Entropy(S) = -\tfrac{9}{14}\log_2\tfrac{9}{14} - \tfrac{5}{14}\log_2\tfrac{5}{14} \approx 0.940

For Outlook: Sunny(2Y,3N)→0.971, Overcast(4Y,0N)→0, Rain(3Y,2N)→0.971.

Gain(S,Outlook)=0.940-\big(\tfrac{5}{14}(0.971)+\tfrac{4}{14}(0)+\tfrac{5}{14}(0.971)\big)\approx 0.246

If Outlook gives the highest gain among all attributes, it becomes the root. The Overcast branch is pure → leaf Yes. The Sunny and Rain branches are split further (e.g., Sunny on Humidity, Rain on Wind) by recomputing gains, producing the final tree.

Resulting tree (described):

Outlook
├── Sunny    → Humidity (High→No, Normal→Yes)
├── Overcast → Yes
└── Rain     → Wind (Strong→No, Weak→Yes)

New records are classified by traversing from root to a leaf.

Answer 4

A data mart is a small, subject-oriented subset of a data warehouse focused on a single department or business function (e.g., Sales, Finance, HR).
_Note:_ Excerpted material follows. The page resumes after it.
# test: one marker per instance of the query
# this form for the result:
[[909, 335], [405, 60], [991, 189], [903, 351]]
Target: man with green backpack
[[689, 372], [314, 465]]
It contains only the data relevant to that group's analysis needs.

Differences from a data warehouse:

Aspect	Data Mart	Data Warehouse
Scope	Single department/subject	Entire enterprise
Size	Small (MB–few GB)	Large (GB–TB+)
Data sources	Few	Many, integrated
Design/build time	Quick, cheaper	Long, complex, costly
Users	Departmental	Organization-wide

Data marts can be dependent (sourced from the central warehouse) or independent (built directly from operational sources).

Answer 5

Snowflake Schema

The snowflake schema is a refinement of the star schema in which dimension tables are normalized into multiple related tables, forming a snowflake shape around the central fact table.

Characteristics:

A central fact table holds measures and foreign keys.
Dimension tables are split into sub-dimensions to remove redundancy (normalization).
Saves storage but needs more joins, so queries can be slower than a star schema.

Example (Sales):

Fact table: Sales(product_id, store_id, time_id, units_sold, revenue)
Product dimension normalized into Product(product_id, name, category_id) → Category(category_id, category_name).
Store dimension normalized into Store(store_id, city_id) → City(city_id, city_name, state_id) → State(state_id, state_name).
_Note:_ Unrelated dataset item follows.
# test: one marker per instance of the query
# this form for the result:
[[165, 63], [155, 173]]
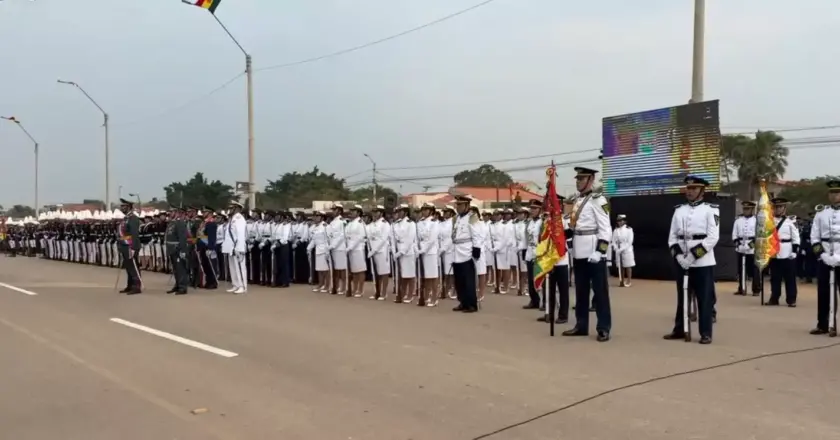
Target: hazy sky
[[514, 78]]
Here the Product → Category and Store → City → State chains branch out like a snowflake, unlike the star schema where each dimension is a single flat denormalized table.

Answer 6

For an association rule $A \Rightarrow B$ over a transaction database:

Support — the fraction of all transactions that contain both $A$ and $B$ . It measures how frequently the itemset occurs.
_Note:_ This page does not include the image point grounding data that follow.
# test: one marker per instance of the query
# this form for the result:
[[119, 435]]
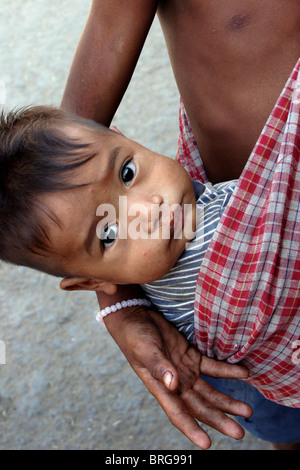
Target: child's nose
[[147, 209]]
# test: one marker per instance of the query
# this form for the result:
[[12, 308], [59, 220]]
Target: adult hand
[[170, 368]]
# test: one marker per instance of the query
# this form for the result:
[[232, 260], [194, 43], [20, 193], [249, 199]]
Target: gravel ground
[[65, 384]]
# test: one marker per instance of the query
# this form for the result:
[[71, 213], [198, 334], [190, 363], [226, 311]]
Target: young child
[[83, 202], [62, 180]]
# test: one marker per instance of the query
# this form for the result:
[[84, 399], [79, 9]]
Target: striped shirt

Support(A \Rightarrow B) = P(A \cup B) = \frac{\text{# transactions containing } A \text{ and } B}{\text{Total transactions}}

Confidence — the fraction of transactions containing $A$ that also contain $B$ . It measures the reliability/strength of the rule.

Confidence(A \Rightarrow B) = P(B \mid A) = \frac{Support(A \cup B)}{Support(A)}

Example: If 100 transactions, 20 contain {bread, butter} and 25 contain bread, then $Support = 20/100 = 20\%$ and $Confidence = 20/25 = 80\%$ . Rules are kept only if they meet a user-set minimum support and minimum confidence.

Answer 7

Data Cleaning

Data cleaning is the preprocessing step that detects and corrects (or removes) errors, inconsistencies, noise, duplicates, and missing values from data so that mining produces reliable results. It includes handling missing values, smoothing noisy data, identifying outliers, and resolving inconsistencies.

Methods to Handle Missing Values

Ignore the tuple — drop records with missing class label / many missing values (used when missing data is small).
Fill manually — domain expert enters the value (accurate but tedious, impractical for large data).
Use a global constant — replace with a constant like "Unknown" or $-\infty$ .
Use the attribute mean/median — fill with the average (or median) of that attribute.
Use the class-wise mean — fill with the mean of the attribute for samples of the same class.
Use the most probable value — predict it using regression, decision trees, Bayesian inference, or interpolation (most accurate).

Answer 8

Naive Bayes Classifier

A Naive Bayes classifier is a probabilistic classifier based on Bayes' theorem with a strong ("naive") assumption that all attributes are conditionally independent given the class.

Bayes' theorem:

P(C \mid X) = \frac{P(X \mid C)\, P(C)}{P(X)}

where $X = (x_1, x_2, \dots, x_n)$ is the feature vector and $C$ a class.

Working:

Compute the prior $P(C)$ for each class from training data.
By the independence assumption, the likelihood factorizes:

P(X \mid C) = \prod_{i=1}^{n} P(x_i \mid C)

For a new instance, compute $P(C \mid X) \propto P(C)\prod_i P(x_i \mid C)$ for every class. $P(X)$ is constant and can be ignored.
Assign the class with the highest posterior (MAP rule):

\hat{C} = \arg\max_C \; P(C)\prod_{i} P(x_i \mid C)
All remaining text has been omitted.